One time occurrences happen. We all play victim, screw up, and sacrifice things we value once in a while.  That’s not only human but healthy behavior.

But most people don’t stop there. “Bad” motivators present convenient excuses to rationalize and repeat counter-productive behaviors.  They work especially well when under stress or duress – when you need that immediate pick-me-up. They produce a short-term benefit but nearly always produce long-term negative consequences.

Behaviors influenced by bad motivators attempt to borrow and fake out time even when you have the best of intentions of paying it back later.  But until we learn to master the dimension of time and can turn back the clock, counter-productive behaviors extract a heavy toll on our well-being. In the end, performance driven by bad motivators nearly always end up contributing to personal and organizational dysfunction and wreaks havoc into our relationships with family, friend, co-workers, and bosses.

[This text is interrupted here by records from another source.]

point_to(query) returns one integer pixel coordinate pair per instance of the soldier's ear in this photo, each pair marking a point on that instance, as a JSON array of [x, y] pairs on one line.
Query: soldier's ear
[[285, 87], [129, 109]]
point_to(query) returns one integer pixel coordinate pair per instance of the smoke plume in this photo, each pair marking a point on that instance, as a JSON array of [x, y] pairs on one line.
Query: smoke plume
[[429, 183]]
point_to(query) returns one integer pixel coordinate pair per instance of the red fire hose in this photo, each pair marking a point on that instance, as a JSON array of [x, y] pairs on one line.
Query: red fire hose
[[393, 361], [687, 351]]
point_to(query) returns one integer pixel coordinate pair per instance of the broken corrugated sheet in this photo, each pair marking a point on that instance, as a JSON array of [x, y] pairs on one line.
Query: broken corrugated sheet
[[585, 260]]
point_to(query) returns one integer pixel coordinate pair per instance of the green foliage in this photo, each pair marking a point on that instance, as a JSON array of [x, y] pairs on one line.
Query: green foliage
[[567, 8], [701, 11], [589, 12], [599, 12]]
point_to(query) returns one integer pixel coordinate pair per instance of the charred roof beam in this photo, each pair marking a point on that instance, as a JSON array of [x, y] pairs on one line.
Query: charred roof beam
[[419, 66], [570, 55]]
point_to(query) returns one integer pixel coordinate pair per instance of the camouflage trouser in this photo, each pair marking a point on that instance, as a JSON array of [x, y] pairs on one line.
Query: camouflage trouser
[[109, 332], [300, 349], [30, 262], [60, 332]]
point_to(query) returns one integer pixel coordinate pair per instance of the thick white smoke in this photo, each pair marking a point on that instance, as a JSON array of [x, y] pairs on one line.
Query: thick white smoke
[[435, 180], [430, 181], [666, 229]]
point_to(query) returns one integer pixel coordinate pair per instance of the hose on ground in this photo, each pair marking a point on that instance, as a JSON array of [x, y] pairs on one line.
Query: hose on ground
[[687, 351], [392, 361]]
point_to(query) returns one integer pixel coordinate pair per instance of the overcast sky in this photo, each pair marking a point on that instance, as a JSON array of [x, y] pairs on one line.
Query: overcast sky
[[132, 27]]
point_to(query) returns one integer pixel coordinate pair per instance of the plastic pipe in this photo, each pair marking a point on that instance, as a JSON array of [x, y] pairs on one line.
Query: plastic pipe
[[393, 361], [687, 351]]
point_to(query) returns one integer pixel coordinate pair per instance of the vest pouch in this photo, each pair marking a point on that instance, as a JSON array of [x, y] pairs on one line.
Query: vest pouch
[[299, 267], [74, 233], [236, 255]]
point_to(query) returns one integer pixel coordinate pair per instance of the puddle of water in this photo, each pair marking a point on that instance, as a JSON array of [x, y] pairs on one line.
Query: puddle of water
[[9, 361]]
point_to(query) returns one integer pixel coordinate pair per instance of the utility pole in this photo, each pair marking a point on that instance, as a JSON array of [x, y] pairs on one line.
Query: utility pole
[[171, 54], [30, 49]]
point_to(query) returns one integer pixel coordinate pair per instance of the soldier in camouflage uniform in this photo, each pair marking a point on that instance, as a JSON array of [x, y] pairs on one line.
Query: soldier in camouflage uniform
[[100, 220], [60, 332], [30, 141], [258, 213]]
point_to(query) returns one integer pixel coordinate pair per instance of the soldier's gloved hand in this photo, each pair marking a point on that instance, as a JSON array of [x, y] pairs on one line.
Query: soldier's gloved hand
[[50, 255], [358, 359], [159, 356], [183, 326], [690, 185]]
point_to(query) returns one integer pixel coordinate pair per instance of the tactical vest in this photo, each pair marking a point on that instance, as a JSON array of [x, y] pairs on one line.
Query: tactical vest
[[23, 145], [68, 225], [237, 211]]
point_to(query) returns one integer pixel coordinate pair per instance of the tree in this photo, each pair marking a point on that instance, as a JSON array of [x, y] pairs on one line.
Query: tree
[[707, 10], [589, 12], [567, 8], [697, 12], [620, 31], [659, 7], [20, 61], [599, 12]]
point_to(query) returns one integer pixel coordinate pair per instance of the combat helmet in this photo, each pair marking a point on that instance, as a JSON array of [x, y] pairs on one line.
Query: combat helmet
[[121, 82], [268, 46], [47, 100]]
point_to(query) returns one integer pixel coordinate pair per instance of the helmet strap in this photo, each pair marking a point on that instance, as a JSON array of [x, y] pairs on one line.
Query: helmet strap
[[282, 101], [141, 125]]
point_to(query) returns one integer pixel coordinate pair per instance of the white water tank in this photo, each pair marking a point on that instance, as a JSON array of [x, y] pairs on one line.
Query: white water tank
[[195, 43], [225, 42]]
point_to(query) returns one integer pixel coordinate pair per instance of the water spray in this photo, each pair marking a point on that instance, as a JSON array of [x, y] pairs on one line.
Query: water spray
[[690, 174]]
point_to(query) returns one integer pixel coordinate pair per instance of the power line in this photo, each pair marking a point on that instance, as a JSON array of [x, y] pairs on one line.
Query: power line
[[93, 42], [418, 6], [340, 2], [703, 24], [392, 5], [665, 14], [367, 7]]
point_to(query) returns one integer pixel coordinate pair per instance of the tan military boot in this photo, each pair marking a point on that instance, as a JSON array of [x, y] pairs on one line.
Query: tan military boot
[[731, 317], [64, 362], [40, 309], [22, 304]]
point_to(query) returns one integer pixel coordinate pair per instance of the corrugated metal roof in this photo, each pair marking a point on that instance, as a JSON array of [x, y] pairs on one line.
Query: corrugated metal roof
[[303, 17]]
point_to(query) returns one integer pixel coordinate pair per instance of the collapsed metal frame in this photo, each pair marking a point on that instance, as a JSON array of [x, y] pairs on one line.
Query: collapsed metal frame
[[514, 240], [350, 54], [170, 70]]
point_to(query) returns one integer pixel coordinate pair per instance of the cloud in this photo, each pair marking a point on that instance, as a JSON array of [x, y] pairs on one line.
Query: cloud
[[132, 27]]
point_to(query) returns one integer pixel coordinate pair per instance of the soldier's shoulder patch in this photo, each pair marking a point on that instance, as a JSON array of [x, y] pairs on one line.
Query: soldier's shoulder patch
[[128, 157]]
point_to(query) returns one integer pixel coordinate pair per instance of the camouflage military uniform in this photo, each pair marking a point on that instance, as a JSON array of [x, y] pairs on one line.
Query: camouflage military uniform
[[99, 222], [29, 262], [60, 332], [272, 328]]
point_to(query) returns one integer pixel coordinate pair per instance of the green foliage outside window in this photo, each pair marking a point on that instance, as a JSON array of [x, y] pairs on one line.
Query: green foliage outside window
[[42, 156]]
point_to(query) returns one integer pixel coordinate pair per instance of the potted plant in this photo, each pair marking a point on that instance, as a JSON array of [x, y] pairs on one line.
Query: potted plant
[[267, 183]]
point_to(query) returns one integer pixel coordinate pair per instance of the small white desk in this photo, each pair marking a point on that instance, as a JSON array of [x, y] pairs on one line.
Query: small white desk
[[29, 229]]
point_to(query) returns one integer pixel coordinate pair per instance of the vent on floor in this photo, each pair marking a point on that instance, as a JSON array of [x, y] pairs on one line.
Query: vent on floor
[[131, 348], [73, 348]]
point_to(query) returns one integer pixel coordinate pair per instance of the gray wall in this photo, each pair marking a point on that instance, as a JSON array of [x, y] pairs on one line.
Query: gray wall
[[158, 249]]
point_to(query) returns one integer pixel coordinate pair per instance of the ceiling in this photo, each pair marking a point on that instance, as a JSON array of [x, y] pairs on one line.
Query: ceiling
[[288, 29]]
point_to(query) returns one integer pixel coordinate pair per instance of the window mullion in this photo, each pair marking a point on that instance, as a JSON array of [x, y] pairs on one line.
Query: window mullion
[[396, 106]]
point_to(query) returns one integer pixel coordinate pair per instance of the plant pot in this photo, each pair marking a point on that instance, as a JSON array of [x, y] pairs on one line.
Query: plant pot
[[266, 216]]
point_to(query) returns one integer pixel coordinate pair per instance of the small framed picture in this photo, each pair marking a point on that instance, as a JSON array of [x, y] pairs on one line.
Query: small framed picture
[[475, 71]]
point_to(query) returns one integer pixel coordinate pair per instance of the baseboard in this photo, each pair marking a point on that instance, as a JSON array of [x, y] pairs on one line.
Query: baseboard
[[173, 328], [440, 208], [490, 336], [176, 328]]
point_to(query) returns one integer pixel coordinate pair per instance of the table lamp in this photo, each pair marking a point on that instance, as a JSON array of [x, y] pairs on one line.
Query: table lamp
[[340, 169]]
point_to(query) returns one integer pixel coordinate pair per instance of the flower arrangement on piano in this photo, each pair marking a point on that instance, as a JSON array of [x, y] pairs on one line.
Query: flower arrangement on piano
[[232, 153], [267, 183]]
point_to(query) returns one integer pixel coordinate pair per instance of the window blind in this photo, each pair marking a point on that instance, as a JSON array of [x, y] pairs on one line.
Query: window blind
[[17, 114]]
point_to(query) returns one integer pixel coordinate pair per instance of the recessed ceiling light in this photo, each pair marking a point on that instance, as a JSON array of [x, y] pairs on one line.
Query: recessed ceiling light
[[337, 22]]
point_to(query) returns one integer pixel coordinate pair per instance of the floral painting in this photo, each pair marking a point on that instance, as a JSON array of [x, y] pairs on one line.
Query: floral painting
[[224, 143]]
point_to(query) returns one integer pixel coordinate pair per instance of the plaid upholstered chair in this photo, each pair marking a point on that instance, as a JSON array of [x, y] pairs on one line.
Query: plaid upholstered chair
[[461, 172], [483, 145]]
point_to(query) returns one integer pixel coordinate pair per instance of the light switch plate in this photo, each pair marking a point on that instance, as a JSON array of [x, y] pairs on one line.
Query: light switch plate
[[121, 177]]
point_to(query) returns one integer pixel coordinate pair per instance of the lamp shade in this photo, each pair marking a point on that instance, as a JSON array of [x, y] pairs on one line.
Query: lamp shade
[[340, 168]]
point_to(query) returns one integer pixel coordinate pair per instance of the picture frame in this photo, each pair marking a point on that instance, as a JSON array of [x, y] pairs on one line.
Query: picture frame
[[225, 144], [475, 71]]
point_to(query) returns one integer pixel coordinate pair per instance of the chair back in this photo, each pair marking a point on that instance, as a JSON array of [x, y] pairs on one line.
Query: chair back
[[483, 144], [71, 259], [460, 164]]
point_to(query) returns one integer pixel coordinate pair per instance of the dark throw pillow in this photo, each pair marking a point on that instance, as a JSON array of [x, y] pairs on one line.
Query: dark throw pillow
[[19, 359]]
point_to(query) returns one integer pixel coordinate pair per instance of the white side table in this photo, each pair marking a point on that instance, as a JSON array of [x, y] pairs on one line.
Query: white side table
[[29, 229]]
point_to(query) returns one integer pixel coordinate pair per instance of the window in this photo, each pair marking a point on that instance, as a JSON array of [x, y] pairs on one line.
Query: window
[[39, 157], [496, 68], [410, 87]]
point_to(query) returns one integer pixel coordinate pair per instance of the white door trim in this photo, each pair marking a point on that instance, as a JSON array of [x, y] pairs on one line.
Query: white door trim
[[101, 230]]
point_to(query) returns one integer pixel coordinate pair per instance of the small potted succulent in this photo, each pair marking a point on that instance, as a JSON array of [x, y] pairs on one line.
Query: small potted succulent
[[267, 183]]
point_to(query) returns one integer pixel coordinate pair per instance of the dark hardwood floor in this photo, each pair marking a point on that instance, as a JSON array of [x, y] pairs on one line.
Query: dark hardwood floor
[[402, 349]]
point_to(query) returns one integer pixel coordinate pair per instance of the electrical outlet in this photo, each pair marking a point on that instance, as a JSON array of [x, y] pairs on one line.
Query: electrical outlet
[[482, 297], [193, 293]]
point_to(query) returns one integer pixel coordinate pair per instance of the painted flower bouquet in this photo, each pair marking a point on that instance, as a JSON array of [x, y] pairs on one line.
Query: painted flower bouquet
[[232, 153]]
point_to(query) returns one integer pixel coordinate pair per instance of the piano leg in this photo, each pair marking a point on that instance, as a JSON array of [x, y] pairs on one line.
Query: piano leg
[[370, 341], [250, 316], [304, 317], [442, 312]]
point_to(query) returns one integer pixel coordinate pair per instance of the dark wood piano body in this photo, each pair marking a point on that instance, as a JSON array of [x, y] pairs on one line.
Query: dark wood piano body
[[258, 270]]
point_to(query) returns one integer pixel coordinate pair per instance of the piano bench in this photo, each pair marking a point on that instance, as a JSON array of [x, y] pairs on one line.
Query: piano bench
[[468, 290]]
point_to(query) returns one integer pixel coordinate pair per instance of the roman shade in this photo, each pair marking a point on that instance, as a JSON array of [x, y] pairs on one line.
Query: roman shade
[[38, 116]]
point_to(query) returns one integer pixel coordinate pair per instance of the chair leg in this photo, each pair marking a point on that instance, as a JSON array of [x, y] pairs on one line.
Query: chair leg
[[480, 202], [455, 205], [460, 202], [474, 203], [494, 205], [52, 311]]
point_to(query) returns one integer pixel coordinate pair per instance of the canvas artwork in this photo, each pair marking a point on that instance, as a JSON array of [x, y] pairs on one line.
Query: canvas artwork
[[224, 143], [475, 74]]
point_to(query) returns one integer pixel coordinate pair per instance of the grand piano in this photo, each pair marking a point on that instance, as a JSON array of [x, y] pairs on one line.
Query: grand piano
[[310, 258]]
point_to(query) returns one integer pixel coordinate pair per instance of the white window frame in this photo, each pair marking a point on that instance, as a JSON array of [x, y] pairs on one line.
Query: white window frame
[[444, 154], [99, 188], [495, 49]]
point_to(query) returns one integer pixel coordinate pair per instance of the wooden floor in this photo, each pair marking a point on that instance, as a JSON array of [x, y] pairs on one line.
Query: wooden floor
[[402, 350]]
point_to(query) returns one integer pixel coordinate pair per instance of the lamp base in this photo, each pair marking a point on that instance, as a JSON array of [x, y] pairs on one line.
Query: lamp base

Whether it’s productivity, employee engagement, quality improvement, safety focus or attracting and retaining top performs, the quality of motivation can no longer be ignored.  Like cholesterol, the build-up of bad motivation is insidious and often asymptomatic. But when it strikes, the results are immediate and rarely if ever desirable or productive.

Isn’t it time to take the pulse of the quality of motivation and perform a motivational health check in your organization?